ツボって、押したときに「!」という感覚があったり、痛かったり、凝ってたり、気持ちよかったり・・・。何かしら反応が出ることがあるのだが、ツボの王道、足三里は私の場合、なぜだか体が無反応である。
逆に、「反応、出るわー!」というツボもある。衝陽とか、太衝とか、内関、中かん、巨闕あたり。
私の場合、これらのツボは軸索反射が出る。
軸索反射
軸索反射、別名フレア現象。
こんな感じだ。

足の甲の部分。太衝にお灸をしたときだったと思う。皮膚が、ぼやあ~っと赤く染まっているの分かりますでしょうか?

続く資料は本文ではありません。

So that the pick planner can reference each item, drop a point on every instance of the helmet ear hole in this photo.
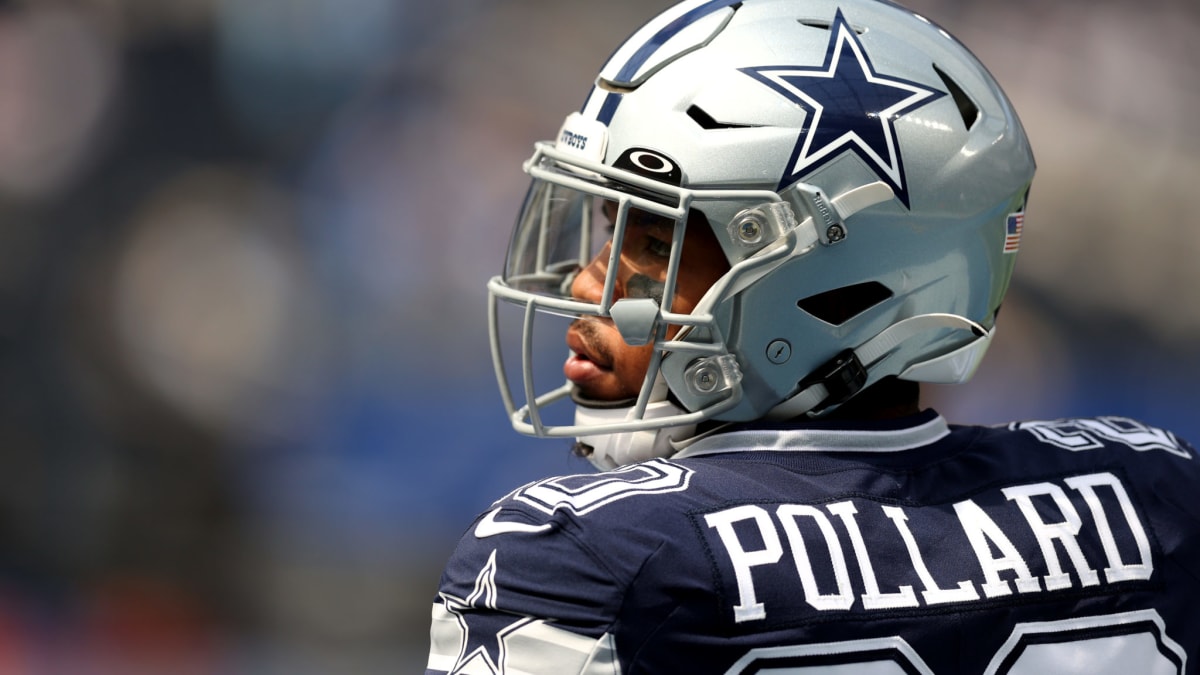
(843, 304)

確か鍼灸学科生になってすぐの時だったので、家でこうなったときは「何コレ!?」とびっくりし、写真に撮って翌日学校の先生に聞きに行った。「あ~軸索反射ですね。」鍼灸界隈では、よくあることらしい。
通常、皮膚の受容器に温痛覚が感知されると、軸索(神経線維)が後根を通ってその信号を脊髄まで伝える。(巡行性伝導)

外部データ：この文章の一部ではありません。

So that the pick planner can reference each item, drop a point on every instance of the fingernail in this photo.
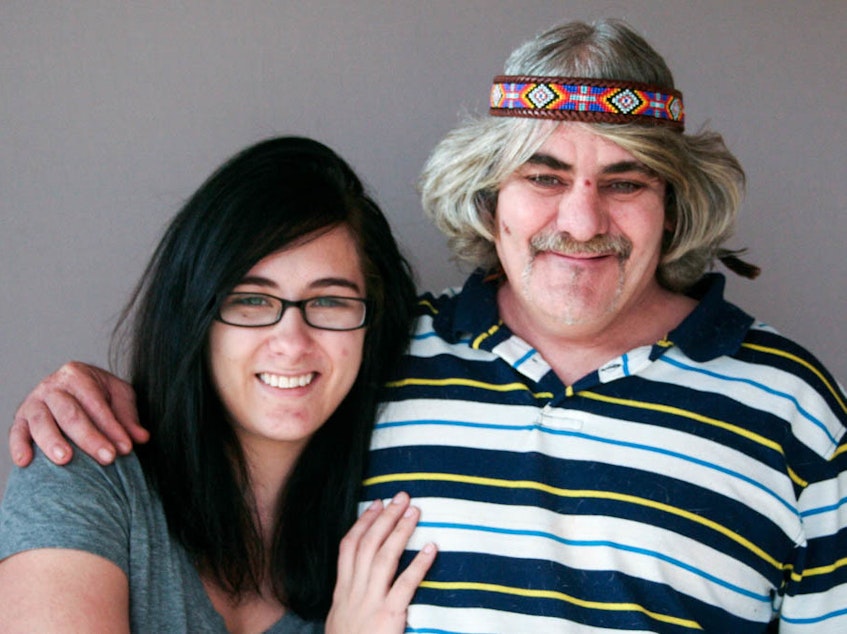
(105, 455)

同時に、また別のルートとして軸索が側副枝を通って別の受容器へ信号が伝えられることがある。(逆行性伝導)

すると、そこから神経ペプチド
・カルシトニン遺伝子関連ペプチド(CGRP)
・サブスタインP
・血管作動性腸管ペプチド(VIP)
主にこれら3つのものが放出され、血管拡張される。よって、皮膚循環が亢進し、さきほどのような軸索反射、フレア現象が見られるのである。
また、神経ペプチドにより、血管の内皮細胞からは一酸化窒素(NO)が産生される。これは、血管平滑筋をを弛緩させるはたらきも持つ事も分かっている。

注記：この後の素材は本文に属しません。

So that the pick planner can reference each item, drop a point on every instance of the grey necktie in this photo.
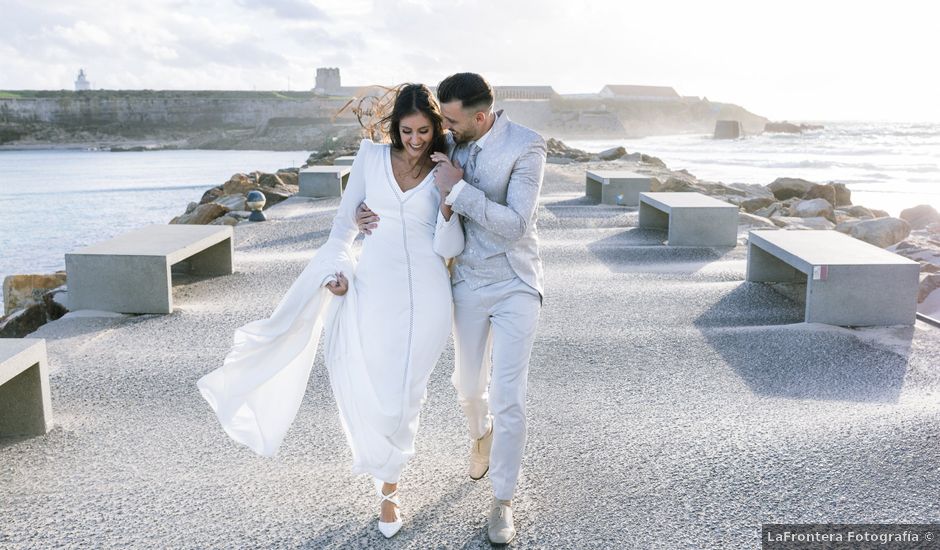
(471, 165)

こういった反応は、全てのツボに見られるわけではない。
ただ、反応がない人に話しかけてもむなしく、リアクションがある人に話しかけたくなるように、どうしても反応があるツボを使いたくなってくる。
軸索反射が見られると、「よしよし効いてる!」「ツボ命中~!」心の中で歓声を上げたくなる。